Este retorno (Eterno Retorno?) é também outra das dimensões desta “abertura”. O tema do tempo desarrumado mantém-se, não apenas pela presença de Daniel (o Sandman futuro), como do pai dos Eternos, e ainda o símbolo, relativamente claro, do relógio derretido. Recordemo-nos de que o tempo, de acordo com a física contemporânea, é uma dimensão tão plástica como as outras e, teoricamente, seria possível manipulá-la como as dimensões e propriedades físicas se tivéssemos nós, humanos, acesso às forças que o controlassem. Como a gravidade, por exemplo. Mas o Sandman representa um nível de existência que não é o dos seres humanos, como esta obra não deixa de demonstrar ao fazer-nos percorrer as dezenas, senão centenas, de espécies contraditórias e diversas desse seu universo, e que sobrevivem ao grande cataclismo, dos seres mortais. Sandman tem acesso a essa gravidade, capaz de distorcer não apenas as dimensões espaciais, tais como aquelas que são distorcidas pela trilha visual em percursos e composições de página inusitadas (mesmo que ainda “naturalizadas” em termos de protocolo de leitura), como ainda nas temporais, permitindo que o fim de Sandman. Overture seja precisamente a abertura da saga de Sandman, iniciada no início de 1989: para além da fórmula rezada pelo raptor de Morfeus, desenhada como uma espécie de armadilha, vemos uma imagem derradeira, possivelmente delineada ou arte-finalizada de novo por Williams, recuperando a página titular desenhada por Sam Kieth e Mike Dringenberg no primeiríssimo número da série, “Sleep of the just”, que agora ganha um significado mais denso.
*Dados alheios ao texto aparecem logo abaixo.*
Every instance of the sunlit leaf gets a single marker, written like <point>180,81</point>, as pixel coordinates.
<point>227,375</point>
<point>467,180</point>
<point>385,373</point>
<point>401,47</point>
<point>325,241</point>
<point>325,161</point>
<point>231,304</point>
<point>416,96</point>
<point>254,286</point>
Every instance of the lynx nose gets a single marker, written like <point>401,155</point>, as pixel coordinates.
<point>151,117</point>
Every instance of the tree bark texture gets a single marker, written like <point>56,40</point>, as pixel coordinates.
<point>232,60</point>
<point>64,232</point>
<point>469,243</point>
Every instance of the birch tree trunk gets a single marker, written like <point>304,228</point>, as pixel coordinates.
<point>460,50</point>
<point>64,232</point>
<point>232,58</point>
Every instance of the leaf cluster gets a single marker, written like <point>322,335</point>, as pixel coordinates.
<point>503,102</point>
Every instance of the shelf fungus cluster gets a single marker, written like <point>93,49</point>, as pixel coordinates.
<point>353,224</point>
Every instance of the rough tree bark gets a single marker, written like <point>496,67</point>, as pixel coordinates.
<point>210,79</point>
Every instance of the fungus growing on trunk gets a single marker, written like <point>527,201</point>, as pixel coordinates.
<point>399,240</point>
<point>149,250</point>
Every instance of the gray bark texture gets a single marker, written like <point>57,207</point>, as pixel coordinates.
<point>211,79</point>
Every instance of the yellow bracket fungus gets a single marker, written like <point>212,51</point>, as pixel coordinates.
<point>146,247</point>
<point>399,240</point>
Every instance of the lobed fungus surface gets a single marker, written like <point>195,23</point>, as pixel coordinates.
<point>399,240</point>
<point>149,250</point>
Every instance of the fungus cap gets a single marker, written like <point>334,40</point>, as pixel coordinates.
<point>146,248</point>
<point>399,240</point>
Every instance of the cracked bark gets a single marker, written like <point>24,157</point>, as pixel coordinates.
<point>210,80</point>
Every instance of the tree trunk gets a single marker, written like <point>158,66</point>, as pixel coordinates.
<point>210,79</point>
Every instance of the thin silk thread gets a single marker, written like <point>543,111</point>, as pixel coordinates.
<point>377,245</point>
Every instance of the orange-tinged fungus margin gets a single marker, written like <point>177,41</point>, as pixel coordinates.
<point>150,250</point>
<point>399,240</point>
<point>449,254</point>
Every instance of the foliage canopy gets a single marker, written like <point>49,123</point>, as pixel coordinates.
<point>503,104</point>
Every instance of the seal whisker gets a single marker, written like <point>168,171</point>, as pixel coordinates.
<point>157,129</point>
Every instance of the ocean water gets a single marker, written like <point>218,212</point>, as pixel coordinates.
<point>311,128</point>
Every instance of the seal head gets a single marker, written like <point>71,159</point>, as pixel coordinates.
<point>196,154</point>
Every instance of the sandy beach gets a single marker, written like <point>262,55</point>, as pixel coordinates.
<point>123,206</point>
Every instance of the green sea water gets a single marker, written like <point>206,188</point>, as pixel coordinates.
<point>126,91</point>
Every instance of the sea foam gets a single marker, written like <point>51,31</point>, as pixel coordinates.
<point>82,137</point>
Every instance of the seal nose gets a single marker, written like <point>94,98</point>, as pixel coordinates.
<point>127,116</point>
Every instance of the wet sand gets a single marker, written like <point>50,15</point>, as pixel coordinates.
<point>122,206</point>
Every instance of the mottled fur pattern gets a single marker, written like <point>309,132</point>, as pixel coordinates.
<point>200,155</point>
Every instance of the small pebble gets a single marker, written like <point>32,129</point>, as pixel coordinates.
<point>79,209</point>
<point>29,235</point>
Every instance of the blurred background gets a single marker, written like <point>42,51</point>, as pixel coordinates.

Qual a consequência desse regresso, desse retorno, desta reformulação do universo? Mais uma vez, Gaiman, tal como outros autores-chave da banda desenhada mainstream dos anos 1980-1990, emprega a técnica da reconstrução, da re-arquivação do futuro visitando um hipotético passado. Falamos acima das personagens que são os alienígenas, habitantes do vasto universo, e que sobrevivem. Se olharmos para algumas delas com atenção, apercebemo-nos de que elas configuram muitas vezes certos modelos ou protótipos de personagens conhecidas de outras histórias: robôs gigantes de programas de animação japonesa, um unicórnio vestido como o Príncipe Valente, um monstro demasiado parecido com as personagens de Mercer Mayer, uma personagem parecida com Brainiac da DC, outra com Morbius da Marvel, outra ainda com o monstro de The Watchmen, por sua vez associável a outros monstros de programas televisivos norte-americanos dos anos 1950. E muitas outras que poderão preencher categorias mais ou menos reconhecíveis e clássicas (funny animals, high fantasy, cena de bar intergaláctico, etc.). De certa forma, portanto, levando à ideia de que todas estas personagens sobreviventes não são totalmente dissolvidas com a reescrita do universo, mas antes absorvidas nas histórias, a que o próprio Sandman preside, afinal, como Príncipe das Histórias. Todas e quaisquer personagens que habitam o domínio da imaginação dos seres humanos, portanto, no nosso mundo, são então as notas sobreviventes de um universo desaparecido, mas transfigurado nessa maneira, pela queda de uma entidade como Sandman. A qual agora terá um longo caminho a percorrer. E que podemos nós percorrer de novo.